Иногда, правда, отец еще во дворе спрашивал:

— Ты во дворе или поднимешься?

Как ни прост был этот вопрос, Антонина Николаевна видела, что Семен не очень-то свободным голосом его произносит. Сын приходил к Семену Николаевичу на субботу и воскресенье, но за это время они успевали поссориться. Семен, считала Антонина Николаевна, уж больно много требовал от мальчика. Конечно, если бы они жили вместе, мальчик бы терпел, поступал так, как велит отец. Но они жили врозь, и Анатолий вдруг переставал ходить к отцу. Не ходил неделю, две, потом они опять появлялись вдвоем, и Семен Николаевич не мог спросить естественным тоном: «Ты во дворе или поднимешься?» Антонина Николаевна думала, что Семену надо быть поласковее с сыном, раз уж так получилось, что дома с матерью и отчимом мальчик чувствует себя вольнее, но советовать брату не решалась. Она видела, что Семен и сам старается быть ласковее, но не может себя побороть, не может отказаться от своей родительской власти, и голос и руки у него подрагивают, когда он делает Анатолию замечания, и глаза у него становятся скорбными и в то же время напряженными, как у сына. Так они и смотрят весь день друг на друга напряженно, а вечером, когда прощаются, Семен Николаевич берет в руки веник или щеточку, чтобы очистить Анатолия от мела, в котором тот обязательно выпачкается. Анатолий стоит молча, а Семен ожесточенно трет его щеткой или обмахивает веником, и видно, что он это делает сильнее и больнее, чем нужно.

Поговорив с соседками Антонины Николаевны, Семен Николаевич берет у сына рубашку, чтобы ему легче было в майке или совсем без майки бегать по жаре, и поднимается в дом. Соседки смотрят ему вслед — красивый холостякующий мужчина, который не хочет связывать себя второй женитьбой, чистый, следящий за собой, с интересной седеющей шевелюрой и такой бодрой походкой. Они видят, что Семен Николаевич переживает «из-за сына», и спрашивают Анатолия:

— Почему к отцу не ходишь?

— Болел.

— Отец для тебя живет!

Анатолий и старался любить отца так, как этого заслуживает человек, который для тебя живет. Но никогда ему это не удавалось. Если бы Анатолий мог себе это до конца объяснить, он, может быть, подумал бы, что просто отец появился в его жизни гораздо позже матери. Еще в том времени, о котором Анатолий ничего не помнил или помнил что-то смутное и нерасчлененное, они были вдвоем с матерью. Потом появилось слово «отец». В квартире раздавался звонок, и мать говорила: «Это отец». Приходил кто-то безразличный Анатолию, опять исчезал на целый день, иногда на неделю — уезжал в командировку. В первый раз отец и остался в памяти Анатолия приехавшим из командировки. Отец вошел в комнату — Анатолий уже твердо знал, что это отец, — развернул большой сверток, поставил на паркетный пол зеленый паровоз. «Это моему мальчушке», — сказал он, и Анатолию не понравилось слово «мальчушке».

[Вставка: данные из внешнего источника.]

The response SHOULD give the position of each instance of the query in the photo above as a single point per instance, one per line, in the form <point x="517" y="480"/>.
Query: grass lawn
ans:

Немного позже отец и мать стали разводиться. Как-то ночью мать разбудила Анатолия. Мать чего-то очень боялась, и страх этот передался Анатолию. Она всюду водила его по квартире: шла в ванную и его брала, на кухню — и его туда же. Он боялся вместе с ней и понимал, что они вместе боятся отца. Отец пришел, мать усадила Анатолия к себе на колени, и колено, на котором он сидел, все время вздрагивало — отец подбегал к матери с раскрытой бритвой, и Анатолий чувствовал в этот момент внутри невыносимую боль, потому что весь изо всех сил сжимался. Так продолжалось очень долго. Отец ходил из комнаты в комнату, и был у него такой вид, будто он на что-то решается.

В той комнате, в которой они сидели с матерью, горела лампочка, а в комнате, куда убегал отец, свет не был зажжен, и в этих переходах со света в темноту отец был невыносимо большим, быстрым, чужим и страшным.

Анатолий завизжал и ударил отца. Он запомнил это на всю жизнь, а отец и не заметил, что сын ударил его.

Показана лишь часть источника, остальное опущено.